Prezydent Komorowski: Polska chce utrzymać otwarte drzwi dla Ukrainy >>>

Obydwa place oddziela zaledwie 250 metrów. Organizatorzy proeuropejskich manifestacji obawiają się prowokacji, ponieważ wśród zwolenników Partii Regionów są tak zwane "tituszki", czyli chuligani na usługach władz. Już na samym początku piątkowych protestów pobili oni ekipę niezależnej telewizji internetowej Publiczna oraz dwóch interweniujących milicjantów.

Wileński szczyt bez niespodzianek

Koniec szczytu Partnerstwa Wschodniego w Wilnie. Niespodzianek nie było. Ukraina nie podpisała umowy stowarzyszeniowej z Unią Europejską, ale prezydent Wiktor Janukowycz deklarował, że nie rezygnuje całkowicie ze zbliżenia ze Wspólnotą. Ukraiński prezydent powtórzył na wileńskim szczycie to, co mówił u siebie w kraju - że planuje podpisanie umowy w przyszłości, ale najpierw oczekuje od Unii finansowego i gospodarczego wsparcia.

Źródło: TVN24/x-news

Jednak unijni dyplomaci i urzędnicy nie wierzą w te zapewnienia. Uważają, że podpisanie umowy stowarzyszeniowej będzie możliwe dopiero po zmianie władzy na Ukrainie.
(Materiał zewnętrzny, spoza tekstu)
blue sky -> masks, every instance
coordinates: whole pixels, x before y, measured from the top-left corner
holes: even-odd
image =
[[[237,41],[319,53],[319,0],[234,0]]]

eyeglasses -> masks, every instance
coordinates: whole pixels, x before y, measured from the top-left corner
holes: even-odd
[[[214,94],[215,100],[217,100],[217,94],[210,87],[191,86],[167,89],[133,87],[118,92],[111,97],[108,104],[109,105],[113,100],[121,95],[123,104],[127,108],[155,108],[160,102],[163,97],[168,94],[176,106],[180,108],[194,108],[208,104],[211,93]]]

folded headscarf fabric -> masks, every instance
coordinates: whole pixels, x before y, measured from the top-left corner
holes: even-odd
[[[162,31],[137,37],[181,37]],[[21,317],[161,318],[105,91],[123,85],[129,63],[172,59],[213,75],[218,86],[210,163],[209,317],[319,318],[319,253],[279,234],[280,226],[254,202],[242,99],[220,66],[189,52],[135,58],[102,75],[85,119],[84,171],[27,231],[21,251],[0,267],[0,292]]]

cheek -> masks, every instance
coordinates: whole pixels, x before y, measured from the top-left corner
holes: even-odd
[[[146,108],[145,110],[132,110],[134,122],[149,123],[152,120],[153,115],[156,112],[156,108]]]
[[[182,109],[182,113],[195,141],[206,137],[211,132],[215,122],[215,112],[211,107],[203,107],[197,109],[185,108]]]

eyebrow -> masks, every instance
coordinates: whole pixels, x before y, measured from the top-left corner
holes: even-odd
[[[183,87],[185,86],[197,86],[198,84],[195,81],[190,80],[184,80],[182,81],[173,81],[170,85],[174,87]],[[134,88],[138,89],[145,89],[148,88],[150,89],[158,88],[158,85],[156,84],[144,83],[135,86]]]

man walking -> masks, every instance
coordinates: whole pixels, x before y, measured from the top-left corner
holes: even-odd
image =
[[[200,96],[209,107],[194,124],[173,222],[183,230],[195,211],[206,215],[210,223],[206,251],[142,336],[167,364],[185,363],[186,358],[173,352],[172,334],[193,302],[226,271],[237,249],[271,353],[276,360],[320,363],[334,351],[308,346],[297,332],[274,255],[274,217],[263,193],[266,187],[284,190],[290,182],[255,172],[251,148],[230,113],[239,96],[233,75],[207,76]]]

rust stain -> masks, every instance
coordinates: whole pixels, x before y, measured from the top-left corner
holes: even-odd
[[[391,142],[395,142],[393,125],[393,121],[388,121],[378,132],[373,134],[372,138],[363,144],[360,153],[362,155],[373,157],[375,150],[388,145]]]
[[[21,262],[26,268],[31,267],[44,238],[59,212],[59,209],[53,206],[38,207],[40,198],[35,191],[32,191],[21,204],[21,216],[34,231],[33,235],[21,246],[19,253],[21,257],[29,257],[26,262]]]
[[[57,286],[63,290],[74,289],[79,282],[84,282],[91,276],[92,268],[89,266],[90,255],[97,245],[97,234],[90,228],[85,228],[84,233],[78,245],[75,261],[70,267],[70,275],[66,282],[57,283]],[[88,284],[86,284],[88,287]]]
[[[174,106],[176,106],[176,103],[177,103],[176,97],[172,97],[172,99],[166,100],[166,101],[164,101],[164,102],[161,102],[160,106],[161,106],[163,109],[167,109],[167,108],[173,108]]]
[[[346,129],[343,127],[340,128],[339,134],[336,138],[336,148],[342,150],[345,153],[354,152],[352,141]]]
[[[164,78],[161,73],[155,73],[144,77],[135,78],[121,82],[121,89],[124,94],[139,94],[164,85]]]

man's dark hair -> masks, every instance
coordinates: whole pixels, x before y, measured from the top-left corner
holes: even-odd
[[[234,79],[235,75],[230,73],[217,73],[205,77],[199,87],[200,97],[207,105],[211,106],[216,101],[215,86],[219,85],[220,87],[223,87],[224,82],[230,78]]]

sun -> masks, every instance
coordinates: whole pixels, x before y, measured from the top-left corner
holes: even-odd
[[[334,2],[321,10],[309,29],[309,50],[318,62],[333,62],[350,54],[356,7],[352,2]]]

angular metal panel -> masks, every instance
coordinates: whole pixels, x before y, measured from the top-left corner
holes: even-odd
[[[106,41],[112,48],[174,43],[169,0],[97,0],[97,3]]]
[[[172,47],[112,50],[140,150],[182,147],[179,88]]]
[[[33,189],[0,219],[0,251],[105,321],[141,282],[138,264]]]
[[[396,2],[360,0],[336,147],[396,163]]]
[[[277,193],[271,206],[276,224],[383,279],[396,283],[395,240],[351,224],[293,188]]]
Z tego też powodu Unia nie chciała wyznaczyć kolejnego konkretnego terminu podpisania dokumentu, o co z kolei zabiegał Wiktor Janukowycz, by mieć kartę przetargową w rozmowach z Rosjanami. - Mamy status quo, ukraiński prezydent nie chce iść dalej w procesie integrowania z Unią Europejską. Ale droga, którą wybrał, prowadzi donikąd - skomentowała Dalia Grybauskaite, prezydent Litwy, kierującej pracami Wspólnoty.

Doradca prezydenta RP: Ukraińcy ulegli groźbom Rosji >>>

Ukraina nie zdecydowała się na podpisanie umowy stowarzyszeniowej pod wpływem rosyjskiej presji. Pocieszeniem dla Unii Europejskiej jest to, że dwa kraje Partnerstwa Wschodniego - Gruzja i Mołdawia - parafowały umowy stowarzyszeniowe, ale czy i kiedy je podpiszą, tego nie wiadomo.